Solved – compute mean and standard deviation with units

meanstandard deviation

I apologize if the question is too simple but to me it's a bit difficult to see. I have certain data, let's say data in units of mass [kg] over a range of few years. I get the input of mass every 2 days during a period of 20 years. In theory the mass should be constant over time but it has a small variation each timestep. Thus, if I plot mass vs time I have a very noisy plot. In order to analyse the results in a better way, I would like to take the average of the mass every 2 years, so my average will have units of [mass/year]. Basically I want to spread the data over time. I also would like to associate a standard deviation to this average, but I'm not sure of how to compute it, due to the units I have. The equation for the mean is basically for this case (if I'm correct):

$\frac{\sum m_i}{Period = 2 yr}$

instead of the usual equation $\frac{\sum m_i}{N}$, where $m_i$ are the masses. For example using some data:

Time    Mass
[day]   [kg]
 2        3.5
 4        2.5
 6        3.7
 8        3.8
10        3.7
12        3.2
14        3.7
16        3.4
18        3.7
20        3.6

If I wanted to do the same but instead of a period of every two years, every 10 days then my first two points would be (using the first equation):

Period 1: 1.72 kg/day
Period 2: 1.76 kg/day. 

Now my question is how can I associate a standard deviation to each of the two past values?

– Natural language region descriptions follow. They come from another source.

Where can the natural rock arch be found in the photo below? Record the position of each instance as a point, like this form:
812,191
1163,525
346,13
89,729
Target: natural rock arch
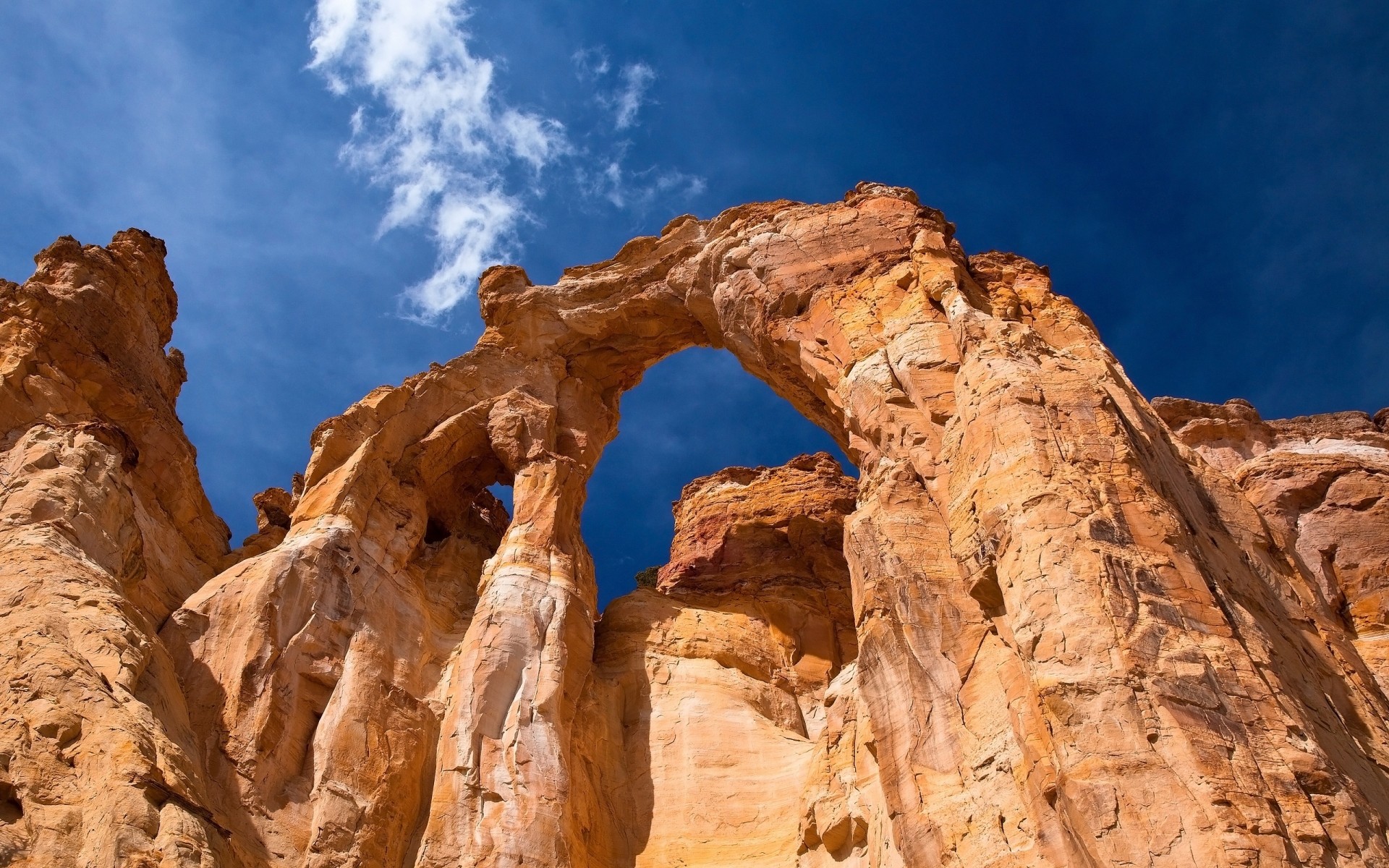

I know that the standard deviation equation is:
$\sqrt{\frac{1}{N} \sum (m_i – \hat{m}_i)^2}$

But with my units I don't see how to compute this. Or am I doing this in a wrong way? I think I can also just compute first the mean of the masses, using the second equation ($\sum m_i/N$)i.e.

Mean:
Period 1: 3.43 kg
Period 2: 3.52 kg

and then also estimate the standard deviation

Std:
Period 1: 0.48 kg
Period 2: 0.19 kg

and in the end I just know from the last example that in 2 days the mean for period 1 is 3.43 in two days so in 1 day it will be only half, Period 1: 1.71 kg/day and for Period 2: 1.76 kg/day and I estimate the standard deviation in the same way. Basically my question is how to use the equation for standard deviation in this case where I'm averaging over time with units rather than number of counts.

Thanks!

Best Answer

The units of the average of a quantity is always the units of the quantity itself. Your mistake is in the way you're interpreting the average.

Suppose, we want to take the time-average value of a quantity (say "mass"), which is a function of time, $M(t)$ between times $t_1$ and $t_2.$ The time-average value is $$ \langle M\rangle = \frac{\int_{t_1}^{t_2} M(t) dt}{t2 - t1}. $$ The numerator has units of "mass*time" and the denominator has units of "time". Thus the overall units of the average is "mass".

What you're doing is making the approximation that the mass is constant over a period of two days. If $t2 - t1$ is a period of two days, with a constant value $m$, then the integral becomes $m (t_2 - t_1) / (t_2 - t_1) = m.$ You're still doing the integral above, but it's a piecewise integral of constant values in each of their time windows. That's the approximation you're making.

If we have times $t_0, t_1, t_2, \dots, t_N$ in equally spaced increments with $t_i - t_{i-1} = \delta t$, and approximate $M(t) \approx m_i$ for $t_{i-1} < t \le t_i$ then $$ \begin{split} \langle M\rangle &= \frac{1}{t_N - t_0}\int_{t_0}^{t_N} M(t) dt \\ &\approx \frac{1}{N \delta t} \sum_{i=1}^N m_i \delta t \\ &= \frac{1}{N} \sum_i m_i, \end{split} $$ which is just the sample mean. Likewise,

$$ \begin{split} Var(M) &= \frac{1}{t_N - t_0} \int_{t_0}^{t_N} (M(t) - \langle M \rangle )^2 dt \\ &\approx \frac{1}{N \delta t} \sum_{i=1}^N (m_i - \langle M \rangle)^2 \delta t \\ &= \frac{1}{N} \sum_{i=1}^N (m_i - \langle M \rangle )^2 \end{split} $$ which is just the sample variance.